Simone de Beauvoir
Bugün kadın hak ve özgürlüklerinin yılmaz savaşçısı, romanları, politika yazıları ve davranışlarıyla 20. yy dünyasına damgasını vurmuş aydınlardan birini, varoluşçu Simone de Beauvoir’i anlatacağım sizlere.
Simone, hukukçu bir baba ve zengin, koyu Katolik bir annenin kızı olarak 9 Ocak 1908’de Paris’te dünyaya gelir. Önce bir Katolik okulunda matematik, sonra Sainte-Marie enstitüsünde dil ve edebiyat, ardından da Sorbonne’da felsefe okur. Okullarını büyük bir başarıyla tamamlayıp Fransa’nın en genç kadın felsefe öğretmeni olur. Bir süre okullarda öğretmenlik yapan Simone sonunda Paris’e yerleşip, kendini düşünmeye, tartışmaya ve yazmaya odaklar.
Henüz 21 yaşındayken, kendi gibi varoluşçu Jean Paul Sartre ile tanışır. İlk karşılaşmalarının üzerinden birkaç ay bile geçmeden ayrılmaz bir ikili olurlar. Yaşam boyu süren bu aşk, tutkunun, cinselliğin paylaşıldığı bir ilişkiye ve sarsılmaz bir zihni beraberliğe dönüşerek efsane olur. Birbirlerini tamamen özgür bırakırlar, hayatlarına başka kadın ve erkekler de girer, ama asla birbirlerinden kopmazlar.
Simone kendisini feminist olarak sınıflandırmamıştır. Ama hayatı boyunca da özgürlüğünden ödün vermemiştir. Sartre dışında hayatına giren erkeklerden en çok iz bırakanı, bir Amerika seyahati sırasında tanıştığı yazar Nelson Algren’dir. Nelson’un Paris’e gelmek istemeyişi, Simone’un da Sartre’dan kopmayı göze alamaması bu tutkulu aşkın sonunu getirir ve Nelson onu terk eder.

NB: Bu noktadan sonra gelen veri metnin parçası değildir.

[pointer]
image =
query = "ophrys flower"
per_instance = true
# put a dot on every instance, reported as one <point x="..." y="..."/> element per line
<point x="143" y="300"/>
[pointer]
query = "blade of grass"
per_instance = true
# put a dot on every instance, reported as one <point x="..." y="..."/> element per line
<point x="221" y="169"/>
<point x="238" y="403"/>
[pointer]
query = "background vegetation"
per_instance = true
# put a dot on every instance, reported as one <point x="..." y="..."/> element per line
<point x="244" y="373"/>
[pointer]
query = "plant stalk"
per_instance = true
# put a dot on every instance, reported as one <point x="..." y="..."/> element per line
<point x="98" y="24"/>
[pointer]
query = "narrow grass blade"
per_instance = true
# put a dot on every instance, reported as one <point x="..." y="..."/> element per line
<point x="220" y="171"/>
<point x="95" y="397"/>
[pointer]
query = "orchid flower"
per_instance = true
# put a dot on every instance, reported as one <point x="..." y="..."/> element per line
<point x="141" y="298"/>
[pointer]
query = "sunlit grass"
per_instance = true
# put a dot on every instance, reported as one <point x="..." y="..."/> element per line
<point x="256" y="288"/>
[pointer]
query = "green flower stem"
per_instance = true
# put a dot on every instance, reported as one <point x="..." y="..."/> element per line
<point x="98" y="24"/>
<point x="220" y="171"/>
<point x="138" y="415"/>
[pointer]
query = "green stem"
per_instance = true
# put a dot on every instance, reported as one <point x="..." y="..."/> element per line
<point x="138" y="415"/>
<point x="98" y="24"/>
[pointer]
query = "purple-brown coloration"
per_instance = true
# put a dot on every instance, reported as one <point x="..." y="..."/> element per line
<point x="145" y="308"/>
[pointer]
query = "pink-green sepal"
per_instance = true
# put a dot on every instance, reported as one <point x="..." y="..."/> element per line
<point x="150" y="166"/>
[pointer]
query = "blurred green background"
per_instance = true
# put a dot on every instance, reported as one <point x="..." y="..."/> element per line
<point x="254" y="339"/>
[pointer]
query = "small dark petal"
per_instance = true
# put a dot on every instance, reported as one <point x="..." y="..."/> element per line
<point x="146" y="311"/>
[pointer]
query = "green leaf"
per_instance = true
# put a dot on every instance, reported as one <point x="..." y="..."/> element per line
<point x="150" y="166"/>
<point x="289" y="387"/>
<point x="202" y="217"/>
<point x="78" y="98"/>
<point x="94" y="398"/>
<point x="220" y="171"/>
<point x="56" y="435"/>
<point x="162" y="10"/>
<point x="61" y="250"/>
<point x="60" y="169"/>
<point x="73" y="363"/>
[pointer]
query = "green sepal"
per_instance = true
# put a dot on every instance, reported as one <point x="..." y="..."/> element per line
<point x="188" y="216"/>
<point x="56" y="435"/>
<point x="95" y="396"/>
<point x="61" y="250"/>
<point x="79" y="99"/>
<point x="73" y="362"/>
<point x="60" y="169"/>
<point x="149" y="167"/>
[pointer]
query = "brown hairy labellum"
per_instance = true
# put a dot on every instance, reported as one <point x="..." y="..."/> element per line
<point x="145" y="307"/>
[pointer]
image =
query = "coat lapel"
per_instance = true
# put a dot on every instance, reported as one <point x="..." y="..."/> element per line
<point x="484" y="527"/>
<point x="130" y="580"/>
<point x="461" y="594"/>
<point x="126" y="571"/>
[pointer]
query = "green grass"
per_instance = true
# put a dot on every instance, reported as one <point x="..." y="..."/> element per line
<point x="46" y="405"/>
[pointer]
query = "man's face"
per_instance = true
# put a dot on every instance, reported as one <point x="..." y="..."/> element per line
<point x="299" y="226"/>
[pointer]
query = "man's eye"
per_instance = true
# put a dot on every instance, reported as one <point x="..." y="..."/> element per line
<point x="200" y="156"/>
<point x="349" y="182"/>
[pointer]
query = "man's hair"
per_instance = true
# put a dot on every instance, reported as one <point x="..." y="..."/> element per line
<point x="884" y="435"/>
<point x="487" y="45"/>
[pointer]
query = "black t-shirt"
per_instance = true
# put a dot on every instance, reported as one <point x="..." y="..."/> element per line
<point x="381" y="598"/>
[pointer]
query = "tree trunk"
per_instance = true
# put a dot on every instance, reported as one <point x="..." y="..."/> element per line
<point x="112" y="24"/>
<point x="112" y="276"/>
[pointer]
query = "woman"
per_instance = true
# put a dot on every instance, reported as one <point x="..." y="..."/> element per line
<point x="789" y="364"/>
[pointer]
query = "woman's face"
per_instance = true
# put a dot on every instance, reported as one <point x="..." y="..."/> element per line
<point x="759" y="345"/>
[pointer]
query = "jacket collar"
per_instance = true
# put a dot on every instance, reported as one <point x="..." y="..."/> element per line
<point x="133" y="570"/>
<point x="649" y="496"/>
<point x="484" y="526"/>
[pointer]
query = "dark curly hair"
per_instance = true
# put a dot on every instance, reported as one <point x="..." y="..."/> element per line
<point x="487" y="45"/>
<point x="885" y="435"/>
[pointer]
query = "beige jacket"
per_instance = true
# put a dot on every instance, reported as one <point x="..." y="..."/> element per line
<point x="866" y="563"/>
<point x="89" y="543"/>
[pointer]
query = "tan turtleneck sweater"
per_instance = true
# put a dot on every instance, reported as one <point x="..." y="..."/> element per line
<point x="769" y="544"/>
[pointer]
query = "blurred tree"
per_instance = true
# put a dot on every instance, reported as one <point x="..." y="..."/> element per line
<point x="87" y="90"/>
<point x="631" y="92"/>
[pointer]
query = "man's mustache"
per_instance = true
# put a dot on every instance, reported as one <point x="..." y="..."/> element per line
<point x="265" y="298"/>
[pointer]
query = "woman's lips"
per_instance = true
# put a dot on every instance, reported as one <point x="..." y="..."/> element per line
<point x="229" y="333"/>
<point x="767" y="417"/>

1980 yılında Sartre öldükten sonra onun da sağlık durumu kötüleşmeye başlar. O da Sartre gibi uzun çalışma saatlerinde uyanık kalabilmek uğruna uyarıcı ilaçlar kullanmış, vücudunu yıpratmıştır. Sartre’ın anısına yazdığı Veda (1981) son eseri olur. Sartre’ın ölümünden tam altı yıl sonra, 14 Nisan 1986’da o da son nefesini verir. Onu Montparnasse mezarlığına -parmağında bir diğer aşkının, Nelson Algren’in kendisine hediye ettiği yüzükle- Sartre’nin yanına gömerler.
ESERLERİ
Başyapıtlarından biri 1947 yılında yayımlanan “Belirsizlik Ahlakı Üzerine” adlı eseridir. Bu eserinde kişilerin özgürlüklerini arayan iç sesleri ile onları bastıran dış dünya koşulları arasındaki belirsizlikleri ele alır.
Simone, 1949 yılında yayınlanan “Kadın, İkinci Seks” adlı eseriyle, kadın haklarını felsefi açıdan irdeleyen ilk yazar olur. İki cilt olarak basılan eserin ilk cildi gerçekler ve efsaneler üzerine kuruludur. Ona göre kadınların biyolojik farklılıkları, gebelik ve annelik dönemleri onlara farklı sorumluluklar yüklese de, bu kadınların hak ve özgürlüklerine sınırlamalar getirilmesi ve bireysel farklılıklarının yok sayılması için bir gerekçe olamaz. İşte bu inançla, ikinci cilde “Kadın doğulmaz, kadın olunur” diyerek başlar. Bu eser tüm Avrupa’da büyük yankı yapar. Gazeteler, dergiler aylarca ondan söz ederler. Kitabın lehinde ve aleyhindeki tüm tartışmalar kadın hareketinin yayılmasına büyük katkılar sağlar. Ancak Vatikan, eseri yasak kitaplar listesine koyar.
Haydi, ışıklar yoldaşın olsun, rastgele sana Simone de Beauvoir!